Anyway, it's all good fun. The 13 year old Hitlers are great.

The Danish Girl

I loved The Danish Girl. Set in Denmark and Paris in the 1920s, it tells the story of Einar, Gerda, and Lili.

Einar and Gerda are happily married. He is a successful artist and she is an emerging one. They seem to love each other very much. One day Gerda's model for a painting of a dancer is running late, and Gerda asks Einar to pose in her stockings and shoes. As Einar puts on the stockings you see something happen to him as he experiences their texture and sees his legs in new way. This is when he begins to rediscover Lili. Soon he is gazing at new versions of himself, drawn by Gerda, wearing Gerda's nightdress and playing with Gerda as Lili. More and more Lili becomes real and Einar begins to fade. Throughout this, the intimacy between Einar, Gerda, and Lili changes and shifts. Gerda is pained at the loss of Einar, and unsure who to be for Lili.

Lili's story is haunting as her own identity, belief in herself, and integrity emerge, as she fights against medical and psychiatric intervention, and finally finds a doctor who understands that Lily is real and will perform sex reassignment surgery.

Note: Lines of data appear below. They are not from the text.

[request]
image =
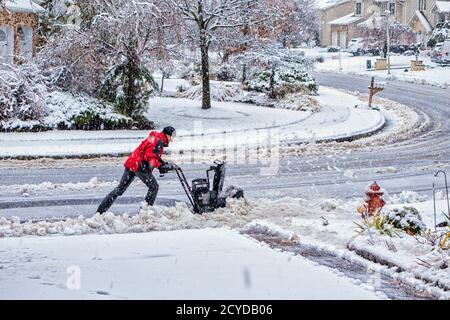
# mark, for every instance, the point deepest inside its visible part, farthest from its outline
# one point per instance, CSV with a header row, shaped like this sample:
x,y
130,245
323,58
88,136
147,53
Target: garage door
x,y
343,39
334,39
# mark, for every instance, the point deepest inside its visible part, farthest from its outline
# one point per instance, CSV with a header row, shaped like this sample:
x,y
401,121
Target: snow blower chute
x,y
202,197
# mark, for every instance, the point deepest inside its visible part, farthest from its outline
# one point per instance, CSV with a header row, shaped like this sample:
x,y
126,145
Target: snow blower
x,y
202,197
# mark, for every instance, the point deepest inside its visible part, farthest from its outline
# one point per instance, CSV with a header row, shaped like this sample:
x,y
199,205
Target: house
x,y
341,17
18,30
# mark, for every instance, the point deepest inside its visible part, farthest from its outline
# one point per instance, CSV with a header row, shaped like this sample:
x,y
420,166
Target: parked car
x,y
359,47
437,54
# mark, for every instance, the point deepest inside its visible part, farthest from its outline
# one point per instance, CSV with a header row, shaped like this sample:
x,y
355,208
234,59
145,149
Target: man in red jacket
x,y
141,163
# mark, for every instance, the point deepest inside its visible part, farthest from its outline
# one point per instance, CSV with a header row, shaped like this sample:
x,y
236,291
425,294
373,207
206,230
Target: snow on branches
x,y
214,23
440,33
22,92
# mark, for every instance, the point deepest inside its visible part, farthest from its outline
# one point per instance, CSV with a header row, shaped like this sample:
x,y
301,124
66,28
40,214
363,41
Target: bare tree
x,y
204,20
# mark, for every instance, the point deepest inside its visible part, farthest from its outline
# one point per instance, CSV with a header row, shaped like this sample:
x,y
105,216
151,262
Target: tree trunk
x,y
272,83
244,73
206,98
162,82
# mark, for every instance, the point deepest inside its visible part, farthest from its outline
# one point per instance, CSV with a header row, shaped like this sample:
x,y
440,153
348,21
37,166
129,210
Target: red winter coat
x,y
149,150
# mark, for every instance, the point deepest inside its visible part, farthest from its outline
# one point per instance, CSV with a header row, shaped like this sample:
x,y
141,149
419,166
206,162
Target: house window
x,y
2,35
422,5
21,35
358,9
392,8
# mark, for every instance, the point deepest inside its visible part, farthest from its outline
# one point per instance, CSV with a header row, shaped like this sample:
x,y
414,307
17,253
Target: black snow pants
x,y
128,176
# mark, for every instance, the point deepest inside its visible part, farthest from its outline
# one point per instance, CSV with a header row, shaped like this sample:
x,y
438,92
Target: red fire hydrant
x,y
374,202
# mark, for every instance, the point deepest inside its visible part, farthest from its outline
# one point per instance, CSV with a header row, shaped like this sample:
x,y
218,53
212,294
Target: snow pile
x,y
237,214
27,189
407,196
262,227
220,91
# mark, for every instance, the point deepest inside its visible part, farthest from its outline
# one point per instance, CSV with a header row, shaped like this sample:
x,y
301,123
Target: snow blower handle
x,y
184,183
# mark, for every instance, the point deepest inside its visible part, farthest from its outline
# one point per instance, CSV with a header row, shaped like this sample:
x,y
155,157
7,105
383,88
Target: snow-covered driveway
x,y
186,264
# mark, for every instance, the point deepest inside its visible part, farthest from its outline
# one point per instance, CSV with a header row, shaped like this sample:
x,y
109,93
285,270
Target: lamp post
x,y
387,12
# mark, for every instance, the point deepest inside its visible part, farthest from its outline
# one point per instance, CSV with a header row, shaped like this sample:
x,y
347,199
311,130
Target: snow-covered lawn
x,y
187,264
226,123
433,74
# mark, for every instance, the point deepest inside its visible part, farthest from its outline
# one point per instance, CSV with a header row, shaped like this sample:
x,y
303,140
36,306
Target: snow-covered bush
x,y
407,219
284,82
129,86
440,33
227,72
22,94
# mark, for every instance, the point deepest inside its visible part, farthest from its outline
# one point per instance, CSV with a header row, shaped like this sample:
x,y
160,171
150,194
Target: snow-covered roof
x,y
345,20
325,4
23,6
423,20
375,21
443,6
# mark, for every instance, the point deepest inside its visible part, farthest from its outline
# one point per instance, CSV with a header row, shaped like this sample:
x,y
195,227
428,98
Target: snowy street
x,y
54,189
194,152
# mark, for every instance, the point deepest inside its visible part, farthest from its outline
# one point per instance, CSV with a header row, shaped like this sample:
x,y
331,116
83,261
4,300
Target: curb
x,y
343,138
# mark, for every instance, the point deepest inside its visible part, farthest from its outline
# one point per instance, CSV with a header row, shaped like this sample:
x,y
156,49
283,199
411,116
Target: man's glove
x,y
166,167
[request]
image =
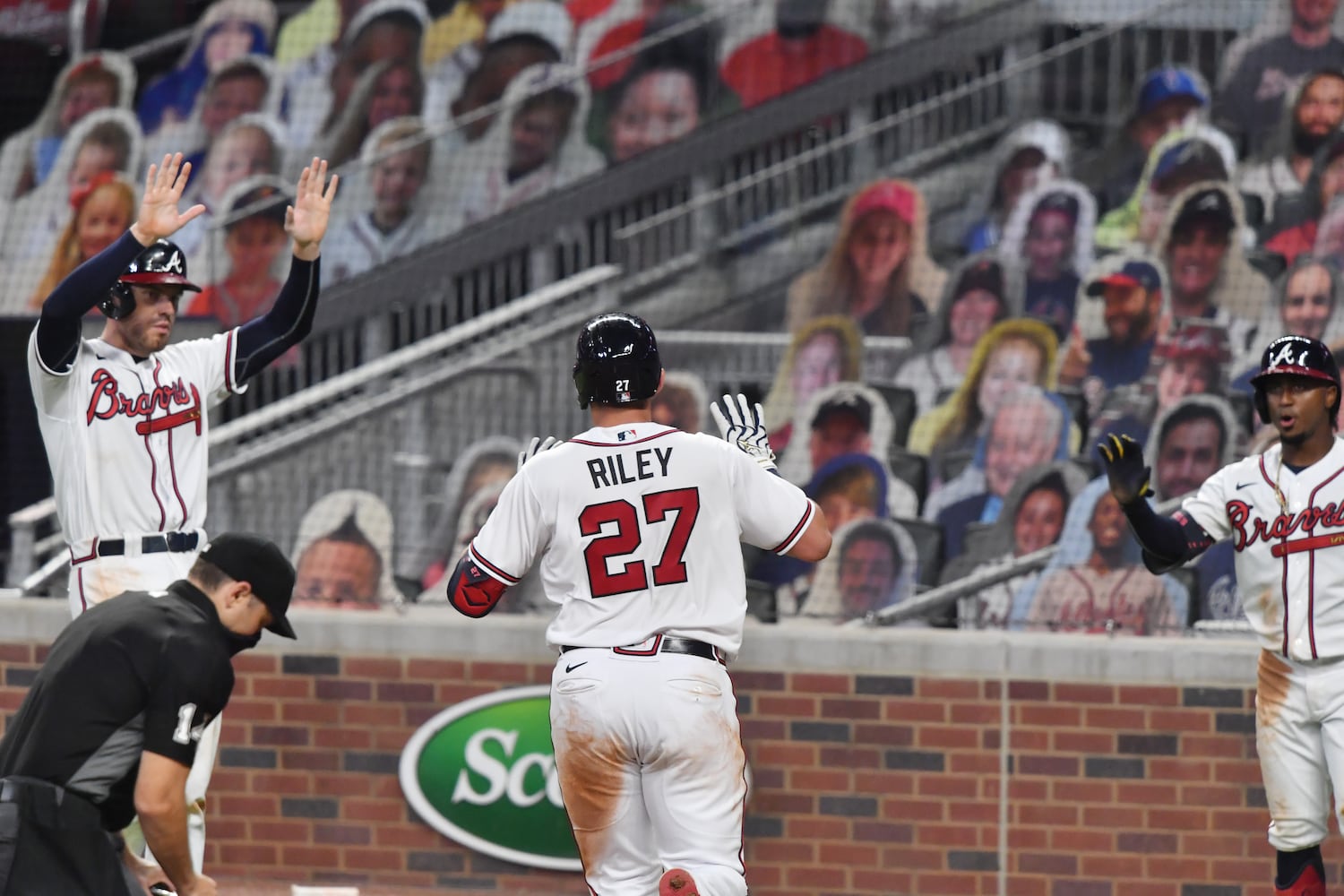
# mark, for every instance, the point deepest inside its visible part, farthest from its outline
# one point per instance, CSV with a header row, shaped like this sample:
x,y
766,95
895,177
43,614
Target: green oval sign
x,y
483,774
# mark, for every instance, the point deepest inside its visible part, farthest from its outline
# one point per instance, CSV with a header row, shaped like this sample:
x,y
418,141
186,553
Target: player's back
x,y
645,525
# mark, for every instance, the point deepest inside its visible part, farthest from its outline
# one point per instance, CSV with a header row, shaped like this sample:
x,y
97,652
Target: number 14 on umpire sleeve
x,y
685,504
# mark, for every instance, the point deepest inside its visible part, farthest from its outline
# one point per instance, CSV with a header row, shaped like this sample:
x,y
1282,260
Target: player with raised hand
x,y
636,527
1282,511
124,417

Einar and Lily were exquisitely portrayed with depth and sensitivity, and Gerda's emotions, and her devotion to them was very powerful. The Danish Girl is a very beautiful movie.

The First Wives Club

Pretty much drek. The First Wives Club is a shlocky over the top comedy starring top notch talent (Diane Keaton, Bette Midler, and Goldie Hawn) kind of making fools of themselves.

It's about three women in their forties who had been good friends at college in the late 60s. Although they have been estranged, when they learn one of their friends killed herself, they meet up after the funeral. Soon they discover all of their husbands have left them for younger wives. Sharing their rage and resentment, they begin a plot to ruin each man. In the end they raise funds to open a women's crisis center, and this, combined with them singing You Don't Own Me, somehow is supposed to elevate this broad comedy (no pun intended) into some sort of feminist work.